And even though I don’t shout—won’t—I understand it. I understand him. Because this girl… this stubborn, maddening, terrifying girl… she made me softer without asking permission. And I hate that.

But not enough to stop looking. Not enough to stop chasing. Not enough to stop feeling like I’ll rip apart the entire Hollow if it means I can find her.

And I can’t stop thinking—if she doesn’t want to be found, it’s because we failed her first.

“Come on, little star,” I murmur under my breath, scanning the wild beyond the Spiral. “Let us catch you.” Because I’m done pretending I’m not hunting her for myself, too.

Elias

Silas whirls around like a man possessed, his eyes wild, his mouth moving faster than his head. “Orin!” he shouts, his voice slicing through the trees like a whip, sharp and frantic.

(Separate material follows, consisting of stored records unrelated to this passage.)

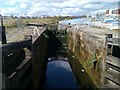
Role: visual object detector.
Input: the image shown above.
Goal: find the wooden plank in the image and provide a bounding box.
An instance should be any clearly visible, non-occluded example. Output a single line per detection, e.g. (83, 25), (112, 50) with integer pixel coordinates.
(106, 55), (120, 68)
(105, 73), (120, 86)
(0, 26), (7, 44)
(0, 39), (32, 58)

Orin—stoic, sage, unbothered Orin—lifts a brow, slowing just slightly as Silas practically barrels toward him.

“We need bait,” Silas continues, breathless, disheveled, manic in a way that only Silas can be. “And you, old man, you’re it.”

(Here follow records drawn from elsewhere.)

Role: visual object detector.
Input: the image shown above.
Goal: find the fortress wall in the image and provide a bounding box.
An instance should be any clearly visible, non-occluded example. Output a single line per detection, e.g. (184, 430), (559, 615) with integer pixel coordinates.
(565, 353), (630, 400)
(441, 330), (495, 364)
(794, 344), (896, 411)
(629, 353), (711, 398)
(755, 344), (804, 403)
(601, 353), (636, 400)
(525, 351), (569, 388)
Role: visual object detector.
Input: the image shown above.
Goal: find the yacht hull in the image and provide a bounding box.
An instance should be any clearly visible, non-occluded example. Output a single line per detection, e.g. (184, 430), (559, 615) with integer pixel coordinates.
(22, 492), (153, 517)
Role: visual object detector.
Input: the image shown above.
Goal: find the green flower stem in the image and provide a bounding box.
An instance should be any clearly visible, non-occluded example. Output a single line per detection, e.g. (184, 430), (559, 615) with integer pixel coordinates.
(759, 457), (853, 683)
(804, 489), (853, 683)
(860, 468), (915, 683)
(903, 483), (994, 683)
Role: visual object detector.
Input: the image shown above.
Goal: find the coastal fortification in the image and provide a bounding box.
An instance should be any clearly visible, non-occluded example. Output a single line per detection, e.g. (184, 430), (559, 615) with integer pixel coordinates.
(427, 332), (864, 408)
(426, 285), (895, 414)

I groan from behind them, pinching the bridge of my nose because I know what’s about to come out of his mouth and it’s going to be catastrophic.

Silas grins like he’s cracked the fucking code. “Take your shirt off.”

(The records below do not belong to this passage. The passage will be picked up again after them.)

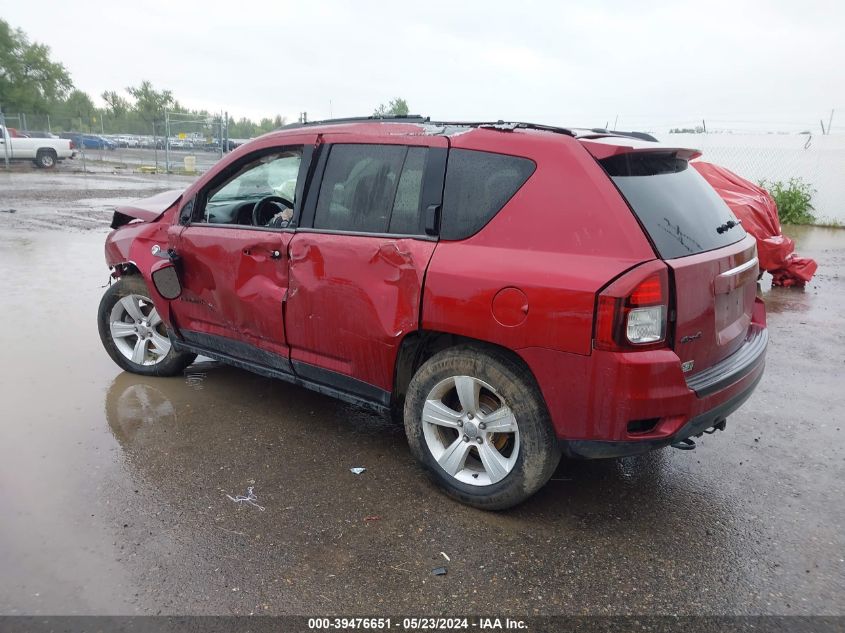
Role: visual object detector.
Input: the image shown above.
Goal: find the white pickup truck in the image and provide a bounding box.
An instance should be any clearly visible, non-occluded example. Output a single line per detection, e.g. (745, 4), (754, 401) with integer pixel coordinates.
(0, 126), (76, 169)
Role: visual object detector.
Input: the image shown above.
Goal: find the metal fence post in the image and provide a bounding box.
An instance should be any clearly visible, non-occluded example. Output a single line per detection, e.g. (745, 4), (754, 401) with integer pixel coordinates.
(0, 111), (9, 169)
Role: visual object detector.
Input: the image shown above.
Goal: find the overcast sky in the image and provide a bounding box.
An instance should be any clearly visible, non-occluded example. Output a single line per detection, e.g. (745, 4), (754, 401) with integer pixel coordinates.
(0, 0), (845, 131)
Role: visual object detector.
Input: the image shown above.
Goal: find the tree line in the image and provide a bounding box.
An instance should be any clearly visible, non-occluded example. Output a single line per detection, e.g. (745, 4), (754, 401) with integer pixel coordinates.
(0, 19), (408, 138)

Orin halts, utterly unamused. “Excuse me?”

Silas waves his arms like it’s the most obvious, reasonable request in existence. “Your abs, Orin. The girl’s got a thing for them. You show up half-naked, glistening in the Hollow’s moonlight like a fucking forbidden snack, and she’ll come crawling out of whatever cave she’s hiding in.”

Orin just stares at him. Cold. Blank. The kind of stare that could end wars, could crush kingdoms, and Silas doesn’t even flinch.

“She’s not a raccoon, Silas,” Orin deadpans. “You can’t lure her out with shiny things.”

Silas nods seriously. “You say that, but have you tried?”

I can't help it—I laugh. Sharp, bitter, because we’re losing her, and this is how Silas handles it: ridiculous, reckless, but gods, if he isn’t trying. If he isn’t fighting like hell in the only way he knows how.

“She’s not gonna sniff out Orin’s abs like a trail of breadcrumbs,” I mutter, but my chest aches in a way I can’t name because I wish—fuck, I wish—it was that simple.

Orin scowls, his hands crossing over his chest like he’s physically warding Silas off. “We’re wasting time.”

“She’s not answering the bond,” Silas snaps, voice cracking under the weight of it. “And every second she’s out here alone, she thinks we hate her. She thinks we don’t want her.”

His voice catches, and my smile dies in my throat.

Because that’s it. That’s what’s killing him.

It’s what’s killing all of us.

And I hate him for saying it out loud because now I can’t unhear it, can’t unsee the look on her face when she thinks none of us will come.

“We’ll find her,” I say, softer, quieter, like it’s a fucking promise I have no right to make.

Silas shakes his head once, then turns back to Orin, undeterred. “You’re still taking the shirt off.”

Orin huffs, mutters something that sounds suspiciously likeidiots,but finally pulls the damn thing over his head.

Silas claps like he’s summoned the gods themselves. “See? Now we’re serious.”

The others catch up—Riven, Caspian, Lucien brooding and silent like a storm about to crack—and they all slow, eyeing Orin like the world’s shifted.

“Why is he half-naked?” Riven asks flatly.

“To trap Luna,” Silas answers without missing a beat.